"Serigala dire berukuran lebih besar daripada serigala abu-abu dan "memiliki kepala yang sedikit lebih lebar, bulu yang tebal dan rahang yang lebih kuat," kata Colossal Biosciences dalam pengumumannya Senin, 7 April 2025, dilansir dari CNN, Selasa (8/4/2025).
Ben Lamm, salah satu pendiri dan CEO Colossal mengatakan, ini pencapaian besar pertama perusahaannya yang membuktikan teknologi bisa menghidupkan kembali spesies yang punah. Colossal telah berupaya menghidupkan kembali mamut, dodo, dan harimau Tasmania sejak 2021.
"Tim kami mengambil DNA dari gigi berusia 13.000 tahun dan tengkorak berusia 72.000 tahun dan menghasilkan anakan serigala dire yang sehat," kata Ben Lamm.

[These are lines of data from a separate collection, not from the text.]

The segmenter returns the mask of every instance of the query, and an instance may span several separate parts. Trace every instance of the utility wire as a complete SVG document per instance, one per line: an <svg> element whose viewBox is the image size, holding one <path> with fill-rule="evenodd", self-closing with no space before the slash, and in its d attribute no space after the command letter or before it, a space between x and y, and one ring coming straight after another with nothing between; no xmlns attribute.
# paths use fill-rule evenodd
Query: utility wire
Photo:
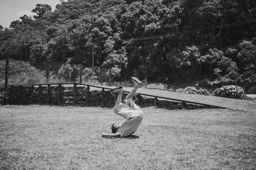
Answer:
<svg viewBox="0 0 256 170"><path fill-rule="evenodd" d="M154 36L149 36L149 37L139 37L139 38L136 38L123 39L119 41L137 41L137 40L143 40L152 39L154 38L167 37L170 37L171 36L174 35L182 35L182 34L187 33L190 33L191 32L202 31L204 31L206 30L212 29L221 29L221 28L226 28L229 27L233 27L235 26L238 26L241 25L245 24L252 23L254 22L256 22L256 19L254 19L250 20L248 20L238 21L238 22L228 23L228 24L222 24L221 25L217 25L216 26L214 26L209 27L207 27L205 28L203 28L199 29L189 30L185 32L180 32L178 33L172 33L171 34L161 35L154 35Z"/></svg>
<svg viewBox="0 0 256 170"><path fill-rule="evenodd" d="M178 33L172 33L171 34L164 34L162 35L154 35L154 36L148 36L148 37L143 37L132 38L130 39L123 39L120 40L117 40L117 41L121 41L123 42L124 41L125 42L125 41L128 41L144 40L153 39L154 38L168 37L172 35L184 35L184 34L187 34L188 33L191 33L194 31L202 31L209 30L209 29L217 29L226 28L229 27L234 27L235 26L238 26L238 25L240 25L243 24L253 23L254 22L256 22L256 19L255 19L241 21L235 22L232 23L222 24L222 25L217 25L216 26L206 27L205 28L202 28L198 30L194 29L194 30L189 30L189 31L184 31L184 32L180 32ZM93 43L101 43L101 42L102 42L102 41L94 41ZM75 49L78 49L78 48L82 47L82 45L86 45L86 43L82 43L78 44L78 45L76 45L76 47L77 47L76 48L75 48ZM57 53L61 52L67 52L67 51L71 52L72 51L63 50L60 50L57 51L54 51L52 53L52 54L55 54L55 53ZM47 57L42 57L31 58L30 59L23 59L22 60L23 61L30 60L32 60L33 59L42 59L42 58L45 58L45 57L47 58Z"/></svg>

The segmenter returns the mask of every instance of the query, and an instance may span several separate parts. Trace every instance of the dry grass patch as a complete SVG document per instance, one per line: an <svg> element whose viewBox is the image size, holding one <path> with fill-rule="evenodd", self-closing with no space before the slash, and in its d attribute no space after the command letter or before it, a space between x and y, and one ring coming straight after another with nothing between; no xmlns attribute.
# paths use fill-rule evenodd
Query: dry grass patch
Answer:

Saat ini, ketiga serigala ganas tersebut hidup di lokasi seluas 2.000 hektare di lokasi yang dirahasiakan, dikelilingi oleh pagar setinggi 3 meter yang setara dengan kebun binatang. Ketiganya dipantau oleh personel keamanan, drone, dan umpan kamera langsung. Colossal mengatakan fasilitas tersebut telah disertifikasi oleh American Humane Society dan terdaftar di Departemen Pertanian AS.
Para ilmuwan dan kolaborator Colossal mengatakan, mereka berhasil menyusun dua genom Aenocyon dirus berkualitas tinggi atau rangkaian informasi genetik yang lengkap, dengan menggunakan DNA purba yang diekstrak dari dua fosil serigala dire wolf.